I recognised a few faces from the previous HOG Chapter (Ireland 1 Chapter) of which I was a (mostly inactive) member. I went on a few Sunday ride outs, as well as three St Patrick's Day parades with them (in 2001, 2002, and 2003). I signed up to join this new Chapter and will look out for new events - should be fun. I'd love to do the St Patrick's Day parade again. Though it is hard on the bike's engine, it was fantastic fun.

I'll be re-joining HOG in any case to get HOG Assistance insurance for my summer trip to in France - a "must have" for anyone travelling on the continent.

Cork, and an old friend, re-visited

I was back in Cork last Thursday and Friday to deliver the first day of five a day Business Systems Analysis module to a group of 13 students on the NCI Diploma in Business Analysis and Consultancy.
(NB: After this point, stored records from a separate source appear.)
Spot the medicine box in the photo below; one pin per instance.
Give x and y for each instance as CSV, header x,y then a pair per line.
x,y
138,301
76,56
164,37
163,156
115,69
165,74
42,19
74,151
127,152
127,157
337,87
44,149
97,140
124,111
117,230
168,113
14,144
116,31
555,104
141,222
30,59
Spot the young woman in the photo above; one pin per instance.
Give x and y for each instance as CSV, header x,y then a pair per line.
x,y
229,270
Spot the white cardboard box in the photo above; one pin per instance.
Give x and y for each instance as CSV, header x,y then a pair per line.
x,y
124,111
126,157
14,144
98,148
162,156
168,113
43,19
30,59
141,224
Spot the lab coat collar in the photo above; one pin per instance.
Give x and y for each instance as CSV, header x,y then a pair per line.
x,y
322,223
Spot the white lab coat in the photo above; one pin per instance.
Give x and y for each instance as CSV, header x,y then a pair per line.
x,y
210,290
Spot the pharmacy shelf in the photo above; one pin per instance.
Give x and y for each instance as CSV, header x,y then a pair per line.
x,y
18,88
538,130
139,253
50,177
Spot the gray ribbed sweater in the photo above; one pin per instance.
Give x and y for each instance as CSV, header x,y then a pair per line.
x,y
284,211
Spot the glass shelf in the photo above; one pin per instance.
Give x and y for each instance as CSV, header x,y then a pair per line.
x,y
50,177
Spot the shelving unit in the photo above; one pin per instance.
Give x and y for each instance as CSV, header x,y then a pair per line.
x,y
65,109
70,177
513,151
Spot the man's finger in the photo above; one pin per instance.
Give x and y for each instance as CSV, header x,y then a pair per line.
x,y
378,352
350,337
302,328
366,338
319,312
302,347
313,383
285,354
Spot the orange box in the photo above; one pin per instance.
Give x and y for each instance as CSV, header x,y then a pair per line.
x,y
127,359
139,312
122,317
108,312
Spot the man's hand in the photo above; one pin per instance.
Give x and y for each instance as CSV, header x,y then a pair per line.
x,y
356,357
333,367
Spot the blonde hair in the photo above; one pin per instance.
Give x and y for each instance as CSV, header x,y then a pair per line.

The location was Jurys Hotel - we had a small room for the class which was a bit stuffy and warm. However, thanks to the students, we "mucked in" and got through the day's material. I was satisfied at the end that all were happy with the day's proceedings.

Before going down to Cork I got in contact with an old friend from my Trinity days - Jim O'Callaghan (Jim - if you're reading this, it was great to see you again - you haven't changed a bit!). Jim was one of the first people I became friends with in Trinity. As I recall, we met in College Park in training for the Gaelic football club - most likely in the first week or two of our time in college (this was October 1978). We had many a good time over the next six years and were very familiar with the watering holes around the city centre - especially the Lincoln Inn and the Pavilion Bar.

We went to Jacques Restaurant for a very nice steak dinner - this was after rejecting Jim's suggestion that we go to a vegetarian restaurant close to my hotel. We have only met once (we estimated in 2000 or 2001) for a short lunch in Dublin since the late 1980's, so we had a lot to catch up on. After dinner, we adjourned to the nearby Counihan's Bar where I had a few nice pints of Murphy's ("When in Cork.......!"). We talked about our college days, football, mutual friends, and what we had been doing since graduation. Jim has his own successful company - O'Callaghan Moran & Associates (OCM), which provides provides environmental consulting services to the public and private sector. The main difference between our conversation on Thursday night, and those of our College days was kids - we didn't have any then!

I'll be down in Cork again at the end of March and the end of April - we promised to stay in touch.

In class the next day, I discovered one of my students had worked for Jim - small world!